The fortnightly newsletter that unpacks system leaders’ priorities for digital technology and the impact they are having on delivering health services. This week written by senior correspondent Nicholas Carding. Contact HSJ in confidence here.
Last month’s Budget saw £3.4bn pledged for NHS technology from the next financial year, which begs the important question: how will this be spent?
The options are many.
Keep digitising old NHS infrastructure, expand remote care, improve data use, test more AI tools, speed up new standards and interoperability, strengthen cyber defences, focus on digital triage, add functionality to the NHS App, or innovate through research and development?
The answer will be – to some extent – all of the above, but some types of technology will get more attention and resource than others.
So which area is the most important?
NHS chiefs are yet to decide, with NHS England chief executive Amanda Pritchard this week meeting local CEOs to discuss where the digital priorities should be.
Another influential – and familiar — voice in the discussion belongs to Tim Ferris, NHSE’s former head of transformation.
As HSJ today reveals, Dr Ferris is advising the regulator on where the investment should be directed and what can be achieved.
NHS faces ‘crisis’
Some clues to his views can be found in a new article by Dr Ferris in the Future Healthcare Journal last month.

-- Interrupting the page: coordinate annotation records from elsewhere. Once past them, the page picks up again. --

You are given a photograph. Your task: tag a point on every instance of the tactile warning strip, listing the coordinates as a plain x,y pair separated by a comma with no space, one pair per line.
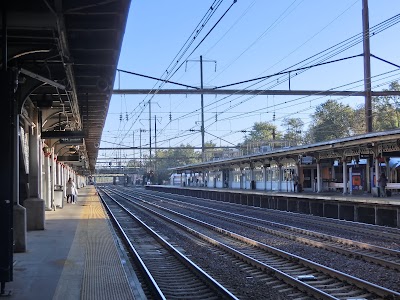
103,275
93,269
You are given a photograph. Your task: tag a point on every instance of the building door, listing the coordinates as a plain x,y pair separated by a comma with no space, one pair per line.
307,183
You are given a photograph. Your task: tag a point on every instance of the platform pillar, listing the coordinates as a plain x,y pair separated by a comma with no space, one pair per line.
345,176
34,204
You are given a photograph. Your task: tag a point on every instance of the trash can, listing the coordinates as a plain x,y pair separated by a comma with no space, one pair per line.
375,192
58,195
253,185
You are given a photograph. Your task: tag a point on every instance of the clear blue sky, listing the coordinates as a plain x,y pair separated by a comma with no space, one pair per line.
254,38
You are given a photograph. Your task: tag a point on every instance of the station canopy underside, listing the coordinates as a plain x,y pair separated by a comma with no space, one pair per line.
65,55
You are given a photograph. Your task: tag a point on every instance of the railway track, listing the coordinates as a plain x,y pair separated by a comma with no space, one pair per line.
310,278
362,229
379,255
167,273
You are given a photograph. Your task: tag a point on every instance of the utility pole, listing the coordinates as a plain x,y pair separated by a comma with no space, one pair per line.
133,143
140,148
150,131
155,145
202,104
202,110
367,68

Entitled Unit Cost and Hope: Increased NHS Resilience Through Tech-Enabled Transformation, the piece states the delivery of health services in the UK is “facing a crisis”.
This crisis is driven primarily by the fact that the workforce is too small, burnt out and constantly under pressure to deliver greater productivity amid rising demand.
He speaks directly to the P word – productivity – which has been reverberating around the corridors of NHSE and government, as well as well as the executive corridors of many a local trust and care board, over the past year or so.
Dr Ferris – a well-regarded medical tech leader in his native US – says: “Healthcare needs a new chassis – one that is capable of delivering many more services with a similar number of people.”
The explosion of technology is even contributing to the problem, Dr Ferris notes, with biotech producing more cures that will require more resources.
The only solution, therefore, is “technology-enabled transformation”.
This transformation will require many changes to the way technology is currently used in the NHS, with several themes unsurprisingly bearing quite the familiarity with Dr Ferris’ focus during his time in NHSE.
He cites several technologies which have the potential to “impact every clinical role and patient in healthcare”. One such tech is “patient decision support”, mainly in the shape of apps that provide increasingly personalised information to their user.
Dr Ferris says that, while apps currently enable patients to view medical records, renew medications and schedule appointments, the goal should be to develop tools that can “answer medical questions using a patient’s own confidential health information”.
He writes: “Technology exists that would enable the user to choose to have their information reviewed, becoming native to the device for an instant, performing an analysis, and then serving up the results of the analysis without retaining any of the original data.”
This could include information obtained through patients’ remote monitoring tools.
Another solution is “multi-modal clinical decision support”, which is based on different types of data such as patient symptoms, imaging, blood tests and medications, producing diagnosis and treatment recommendations. Currently, the scope of CDS in the NHS is nowhere near this.
Dr Ferris also finds space for one of his oft-cited areas of technology – namely “ambient documentation”.
These tools, which are fast-developing, could “combine voice-to-text tech with large language modules to produce clinical grade documentation – a physician’s note, a referral letter and a patient summary – all within seconds of the completion of an encounter between a patient and clinician”, he writes.
He said the potential for the technology to “dramatically improve” clinicians’ time was “difficult to over-state”.
No new national solutions
However, Dr Ferris acknowledges none of the above can possibly come to full fruition without a strong digital infrastructure.
Currently, this is “highly variable and disorganised”, meaning there would be clear benefits to creating a more “organised and simplified technology infrastructure”.
Interestingly, given his previous position, Dr Ferris notes that “despite several well-functioning national technology platforms, England may be too large for (and culturally suspicious of) more national solutions”.
Instead, he suggests “teams of national, regional and local NHS technologists that work closely to organise tech within each ICS”.
What he doesn’t say is how this structure would be different from the current landscape, which does have technology represented at local, regional and national level.
Dr Ferris also omits another crucial factor which NHSE and the government must bear in mind when prioritising how to spend the £3.4bn: stability.
Ultimately, it does not matter what the money is spent on if a portion of it is chopped off to fill a financial hole elsewhere in the NHS budget, or if the organisation in charge – in this case NHSE – goes through round after round of further restructuring.
Leadership of tech in the NHS has for too long been just as dispersed, disrupted, and disorganised as the state of technology across the health service itself.
If that continues, no amount of funding will bring about the tech-enabled transformation envisaged by Dr Ferris and the government.